Training data and pretrained models should be subject to supply chain controls comparable to those applied to third-party code dependencies. This typically includes verifying the provenance and integrity of datasets and model weights before use, maintaining an inventory of models and their sources analogous to a software bill of materials, assessing the trustworthiness of sources from which pretrained models are obtained, and scanning datasets for poisoned or adversarially manipulated samples where feasible. Pretrained models obtained from external repositories may contain embedded behaviors that are not detectable through static inspection of weights alone, so additional validation through behavioral testing is generally warranted before deployment. Updates to pretrained models or fine-tuning datasets should be treated as changes that require security review, not only functional review.

Common misconceptions

AI-based security detection tools provide comprehensive coverage with manageable error rates in both directions.

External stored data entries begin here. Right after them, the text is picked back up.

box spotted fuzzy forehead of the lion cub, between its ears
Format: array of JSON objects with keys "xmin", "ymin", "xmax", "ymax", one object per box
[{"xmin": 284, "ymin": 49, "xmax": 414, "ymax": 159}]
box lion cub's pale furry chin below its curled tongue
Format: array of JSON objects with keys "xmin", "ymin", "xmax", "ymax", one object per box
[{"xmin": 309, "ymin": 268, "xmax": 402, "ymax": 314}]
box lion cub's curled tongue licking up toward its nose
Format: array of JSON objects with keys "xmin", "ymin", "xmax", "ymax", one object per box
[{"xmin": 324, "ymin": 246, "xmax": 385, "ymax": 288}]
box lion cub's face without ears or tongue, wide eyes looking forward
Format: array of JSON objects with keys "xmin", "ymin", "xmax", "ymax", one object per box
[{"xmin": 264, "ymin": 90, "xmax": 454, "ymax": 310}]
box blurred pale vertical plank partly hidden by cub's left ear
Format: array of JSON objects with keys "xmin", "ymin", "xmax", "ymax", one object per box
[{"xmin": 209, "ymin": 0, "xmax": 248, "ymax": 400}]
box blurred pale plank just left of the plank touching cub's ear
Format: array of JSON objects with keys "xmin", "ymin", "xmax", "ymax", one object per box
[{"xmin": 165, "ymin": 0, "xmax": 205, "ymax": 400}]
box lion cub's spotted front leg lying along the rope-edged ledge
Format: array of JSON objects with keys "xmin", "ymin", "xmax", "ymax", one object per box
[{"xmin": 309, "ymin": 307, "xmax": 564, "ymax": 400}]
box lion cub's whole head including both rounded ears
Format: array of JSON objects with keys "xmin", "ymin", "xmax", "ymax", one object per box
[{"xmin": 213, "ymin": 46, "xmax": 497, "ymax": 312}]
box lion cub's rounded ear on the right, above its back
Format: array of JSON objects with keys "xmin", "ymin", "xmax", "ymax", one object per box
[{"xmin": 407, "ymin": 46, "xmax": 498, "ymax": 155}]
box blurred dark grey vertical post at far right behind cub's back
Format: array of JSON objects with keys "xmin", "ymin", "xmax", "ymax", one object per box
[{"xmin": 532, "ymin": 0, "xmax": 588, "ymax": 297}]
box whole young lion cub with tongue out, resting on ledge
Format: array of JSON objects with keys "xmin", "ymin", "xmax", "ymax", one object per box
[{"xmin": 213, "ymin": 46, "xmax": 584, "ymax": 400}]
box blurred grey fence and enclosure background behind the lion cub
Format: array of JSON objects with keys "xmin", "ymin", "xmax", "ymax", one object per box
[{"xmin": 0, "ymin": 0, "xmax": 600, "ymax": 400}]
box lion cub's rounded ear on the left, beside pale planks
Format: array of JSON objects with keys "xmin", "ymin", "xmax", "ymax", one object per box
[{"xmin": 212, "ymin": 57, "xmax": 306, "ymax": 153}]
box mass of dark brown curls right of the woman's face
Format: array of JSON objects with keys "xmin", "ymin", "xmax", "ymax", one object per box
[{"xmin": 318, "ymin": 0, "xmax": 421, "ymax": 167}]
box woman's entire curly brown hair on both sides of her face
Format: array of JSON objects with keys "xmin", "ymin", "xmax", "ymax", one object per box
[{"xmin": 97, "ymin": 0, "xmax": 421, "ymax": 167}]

AI-based detection tools exhibit both false positives and false negatives. False positives create alert fatigue and may block legitimate code, while false negatives are often more dangerous because they silently miss novel, obfuscated, or context-dependent threats. Neither error type is inherently rarer, and practitioners must tune and validate tools against both failure modes rather than focusing on only one.
Securing the model weights and API endpoints is sufficient to protect an AI system.

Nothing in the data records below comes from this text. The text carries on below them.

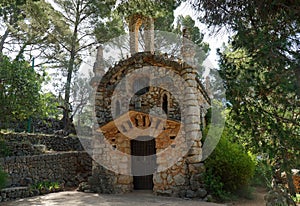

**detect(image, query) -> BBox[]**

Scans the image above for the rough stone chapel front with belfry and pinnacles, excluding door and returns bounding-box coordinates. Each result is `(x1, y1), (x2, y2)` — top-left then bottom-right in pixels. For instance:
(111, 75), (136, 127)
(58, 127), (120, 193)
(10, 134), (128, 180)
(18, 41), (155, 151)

(89, 14), (210, 198)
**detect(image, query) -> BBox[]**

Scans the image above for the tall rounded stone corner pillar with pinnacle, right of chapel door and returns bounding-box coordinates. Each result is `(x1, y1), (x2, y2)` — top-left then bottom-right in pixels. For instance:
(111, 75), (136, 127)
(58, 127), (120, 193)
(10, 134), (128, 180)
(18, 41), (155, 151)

(181, 28), (207, 198)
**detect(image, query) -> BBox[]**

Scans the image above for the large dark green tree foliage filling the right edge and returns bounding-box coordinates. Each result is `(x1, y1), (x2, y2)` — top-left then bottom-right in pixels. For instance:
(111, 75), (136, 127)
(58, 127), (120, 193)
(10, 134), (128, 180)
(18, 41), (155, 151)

(189, 0), (300, 195)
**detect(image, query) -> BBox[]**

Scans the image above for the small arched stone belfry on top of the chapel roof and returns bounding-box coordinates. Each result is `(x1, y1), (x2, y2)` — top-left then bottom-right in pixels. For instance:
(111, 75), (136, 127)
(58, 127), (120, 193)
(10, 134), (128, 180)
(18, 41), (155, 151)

(129, 14), (154, 55)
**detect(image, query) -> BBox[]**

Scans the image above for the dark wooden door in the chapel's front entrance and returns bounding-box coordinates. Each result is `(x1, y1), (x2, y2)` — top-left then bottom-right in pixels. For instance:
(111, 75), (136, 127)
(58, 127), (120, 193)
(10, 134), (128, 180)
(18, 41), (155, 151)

(131, 136), (156, 190)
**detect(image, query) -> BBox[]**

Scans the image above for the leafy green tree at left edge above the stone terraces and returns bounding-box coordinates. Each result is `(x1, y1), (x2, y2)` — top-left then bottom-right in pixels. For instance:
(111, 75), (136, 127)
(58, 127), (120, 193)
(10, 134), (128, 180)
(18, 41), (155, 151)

(0, 56), (43, 127)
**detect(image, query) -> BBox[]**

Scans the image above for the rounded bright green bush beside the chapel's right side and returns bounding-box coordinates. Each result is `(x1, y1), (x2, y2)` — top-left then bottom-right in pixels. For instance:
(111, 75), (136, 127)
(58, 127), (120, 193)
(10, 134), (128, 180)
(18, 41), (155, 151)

(205, 133), (255, 200)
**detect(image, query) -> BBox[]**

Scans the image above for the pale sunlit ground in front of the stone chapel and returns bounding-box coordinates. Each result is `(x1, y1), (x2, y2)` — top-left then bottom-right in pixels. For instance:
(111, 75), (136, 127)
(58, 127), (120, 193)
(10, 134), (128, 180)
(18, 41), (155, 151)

(1, 191), (222, 206)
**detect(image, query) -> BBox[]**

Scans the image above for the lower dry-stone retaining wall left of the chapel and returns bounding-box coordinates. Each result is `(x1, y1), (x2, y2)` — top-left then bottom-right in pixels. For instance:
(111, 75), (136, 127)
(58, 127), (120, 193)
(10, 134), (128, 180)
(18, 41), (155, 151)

AI system security spans the full lifecycle, including training data integrity, supply chain provenance of pre-trained components, inference-time input and output controls, and monitoring for model extraction or inversion. Perimeter controls on weights and APIs address only a subset of the attack surface.
Traditional application security controls are directly transferable to AI systems without modification.

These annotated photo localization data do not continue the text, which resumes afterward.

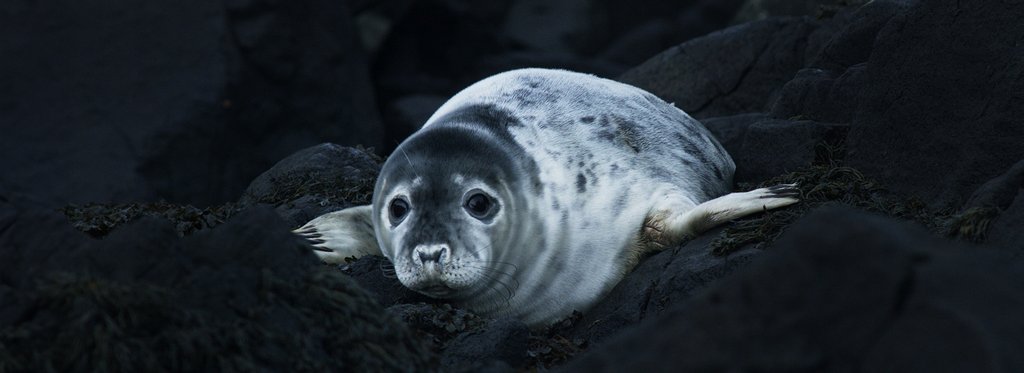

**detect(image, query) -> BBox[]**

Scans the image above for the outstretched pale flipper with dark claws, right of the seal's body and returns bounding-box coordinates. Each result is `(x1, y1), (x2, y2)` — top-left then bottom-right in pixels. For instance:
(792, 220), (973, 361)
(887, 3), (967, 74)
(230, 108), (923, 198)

(643, 183), (800, 248)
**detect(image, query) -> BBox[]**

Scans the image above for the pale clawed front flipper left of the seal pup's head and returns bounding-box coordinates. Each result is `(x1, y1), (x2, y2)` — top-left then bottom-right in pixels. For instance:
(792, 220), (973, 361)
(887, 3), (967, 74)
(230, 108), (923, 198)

(292, 205), (381, 263)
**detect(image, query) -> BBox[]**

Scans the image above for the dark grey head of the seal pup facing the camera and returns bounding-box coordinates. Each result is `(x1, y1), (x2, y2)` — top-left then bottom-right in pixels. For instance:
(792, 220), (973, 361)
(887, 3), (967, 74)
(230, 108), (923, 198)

(373, 108), (536, 300)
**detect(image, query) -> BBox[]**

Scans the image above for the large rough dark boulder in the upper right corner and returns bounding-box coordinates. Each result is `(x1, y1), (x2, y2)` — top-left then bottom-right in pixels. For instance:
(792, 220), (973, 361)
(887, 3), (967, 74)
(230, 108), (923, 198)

(847, 0), (1024, 208)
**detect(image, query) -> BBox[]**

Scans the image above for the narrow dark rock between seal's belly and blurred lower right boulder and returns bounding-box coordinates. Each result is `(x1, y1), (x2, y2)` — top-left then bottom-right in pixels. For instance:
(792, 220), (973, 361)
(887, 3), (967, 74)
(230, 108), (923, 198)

While foundational controls such as access management and logging apply, AI systems introduce attack classes (adversarial examples, prompt injection, membership inference, data poisoning) that require AI-specific threat modeling, testing methodologies, and runtime guardrails that have no direct analog in conventional software security.

Best practices

Perform AI-specific threat modeling at design time to enumerate threats such as adversarial inputs, data poisoning, model inversion, and prompt injection, treating these as distinct from conventional software vulnerabilities rather than assuming existing threat models cover them.
Establish and verify provenance for all training data, pre-trained model weights, and third-party model components, applying integrity checks and reviewing licensing and sourcing before ingestion or deployment.
Deploy runtime output validation and guardrails as a control layer separate from the model itself, because static analysis of model weights typically cannot predict harmful, hallucinated, or policy-violating outputs without execution context.
When using AI-based security detection tools, explicitly measure and account for both false positive rates and false negative rates. Tune detection thresholds with awareness that suppressing false positives may increase false negatives, and validate tools against representative samples of both benign and malicious patterns.
Apply least-privilege access controls to model inference endpoints, embedding APIs, and model metadata, treating AI APIs as a distinct attack surface with unique exfiltration risks such as model extraction through repeated querying.
Continuously monitor deployed AI systems for behavioral drift, anomalous query patterns, and signs of adversarial probing, recognizing that AI system security posture can degrade over time as attackers discover exploitable input regions that were not present in initial testing.